Another for: # 141, "Samantha’s Wedding Present" - CLICK HERE

In # 142, "Samantha Goes South for a Spell," an angry Brunhilde sends Samantha back in time to Old New Orleans. Brunhilde is a character in Wagner's series of operas known collectively as "The Ring of the Nibelungen." We hear "The Ride of the Valkyries," the famous chorus from "Die Walküre," when she appears.

(Another reference for this episode below.)

Using character names like Rance Butler (Rhett Butler), # 142's, "Samantha Goes South for a Spell," spoofs elements of the 1936 Margaret Mitchell novel and 1939 movie, Gone With The Wind.

(Another reference for this episode below.)

      More from # 142, "Samantha Goes South for a Spell":

Serena says that the spell that sent Samantha back in time is your average "Beauty and the Beast" curse.

Darrin tells Serena, "How could this happen? I go out to play golf, and when I come back my wife's in the Twilight Zone." Video - 20 sec. - 314 KB

In another from # 143, "Samantha on the Keyboard," Samantha's spell (below) refers to the 1960's "Fly Now, Pay Later" marketing campaign by Pan Am, which wooed the middle class.

"Youthful genius keep on playing,
  I'm flying now and later paying!"

This campaign is referenced again in # 216, "The Good Fairy Strikes Again, part 2," when Sam comes up with the weight loss product slogan, "Fly Now, Reduce-a-lator."

Another for: # 143, "Samantha on the Keyboard" - CLICK HERE

In # 144, "Darrin, Gone and Forgotten," Endora mentions being on a coral reef with Jacques Cousteau (1910-1997), famous underwater explorer. He made full-length films, film shorts, and numerous television films. Cousteau wrote many books, including a series entitled Undersea Discoveries of Jacques-Yves Cousteau.

Another Jacques Cousteau reference can be heard in # 231, "Samantha and the Loch Ness Monster." When Serena is talking about how great it will be to be the Mermaid of Loch Ness, she mentions that "Jacques Cousteau could drop in any time." A possible reference to how Cousteau specials that would often preempt Bewitched airings. The preempting was the cause of the confusion between episodes three and four.

For more ref's from # 231, "Samantha and the Loch Ness Monster" - CLICK HERE

(Another reference for # 144 below.)

In another from # 144, "Darrin Gone and Forgotten," Carlotta says, "When the planet Icarus passes between Pluto and Jupiter, I collect!"
Icarus, in the Greek myth, disobeyed his father, Daedalus, and flew too close to the sun, thereby melting the wax that held his "wings" together when trying to escape. He plunged to his death into the Aegean sea.
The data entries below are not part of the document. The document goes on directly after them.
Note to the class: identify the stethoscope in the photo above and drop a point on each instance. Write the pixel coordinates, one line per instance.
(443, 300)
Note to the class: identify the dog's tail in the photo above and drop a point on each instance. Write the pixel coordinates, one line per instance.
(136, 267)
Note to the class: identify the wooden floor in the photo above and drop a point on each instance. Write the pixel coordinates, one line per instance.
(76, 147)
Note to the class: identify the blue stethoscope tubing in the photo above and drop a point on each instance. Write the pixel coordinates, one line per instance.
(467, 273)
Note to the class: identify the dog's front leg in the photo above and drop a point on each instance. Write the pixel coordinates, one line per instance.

Planet Icarus is also mentioned in Samantha's Summons to Salem, in # 201, "To Go or Not To Go, That is the Question, part 1."

Yet another mention happens in # 222, "Darrin Goes Ape." When Sam questions why Serena has given a peace offering to someone she describes as "Tall, Dark and DULL" (meaning Darrin), Serena says, "When the Planet Icarus passes between Venus and Jupiter, it stills the wind of adversity and I become a veritable Sea of Tranquility... [pause] I decided to bury the hatchet."
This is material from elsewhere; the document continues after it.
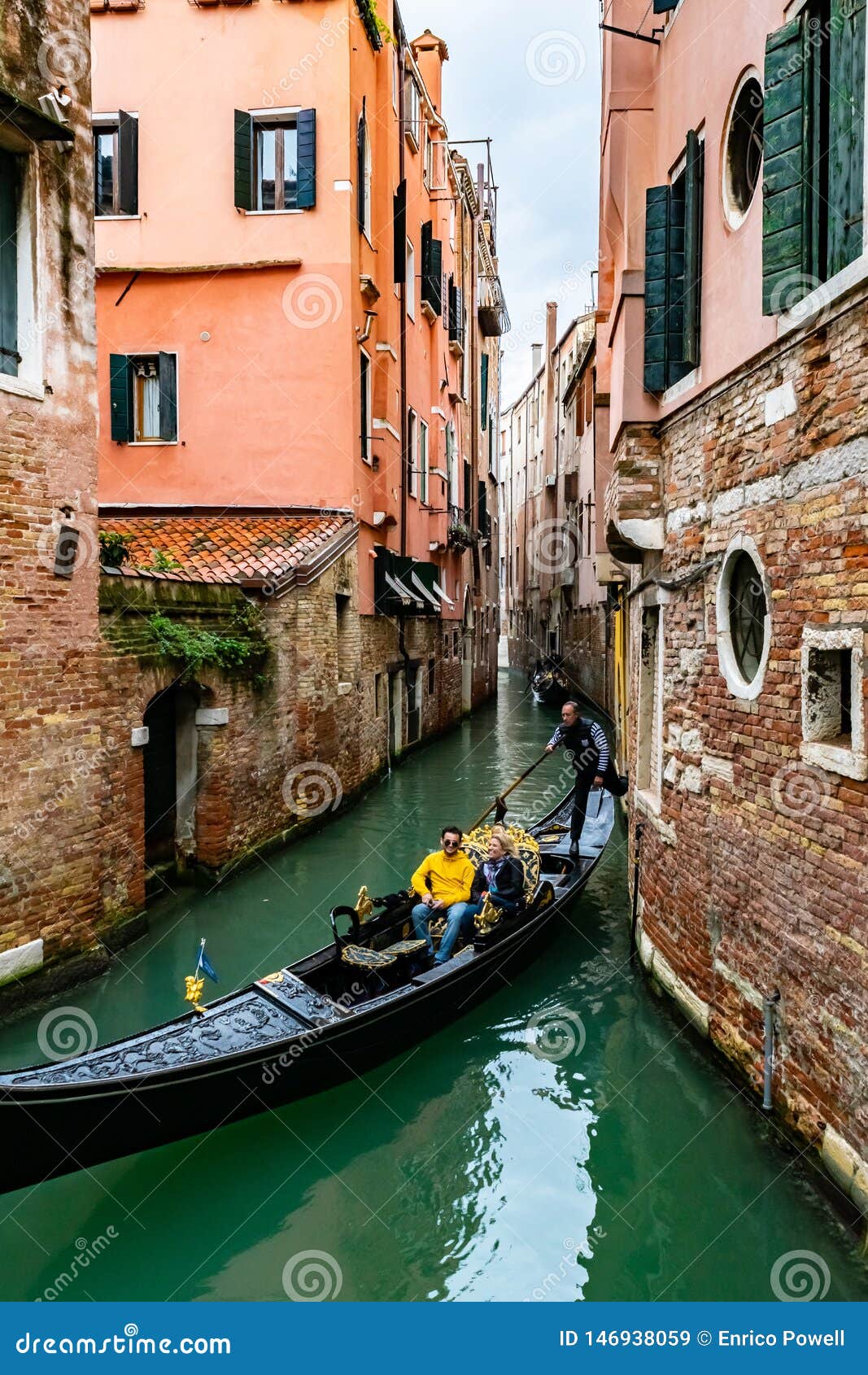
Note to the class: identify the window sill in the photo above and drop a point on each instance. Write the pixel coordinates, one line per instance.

"Sea of Tranquility" refers to the spot where Apollo 11 landed on the moon on July 20, 1969.

The term "bury the hatchet" comes from an Iroquois ceremony in which war axes or other weapons were literally buried in the ground as a symbol of newly made peace.

(Another reference for # 144 below.)

# 144, "Darrin Gone and Forgotten" - While Samantha ponders on finding witch Carlotta's one weakness, Endora jokes that the powerful Carlotta has the REAL Achilles heel bronzed and as a trophy.

Achilles was the son of Thetis and Peleus, the bravest hero in the Trojan war, according to Greek mythology. Achilles was killed after an injury to his one vulnerable/mortal area: his heel. This weakness was due to the fact that his Mother held him from his heel when dipping baby Achilles in the magic waters of the river Styx. His heel remained dry, and to this day, any weak point is called an “Achilles’ heel”.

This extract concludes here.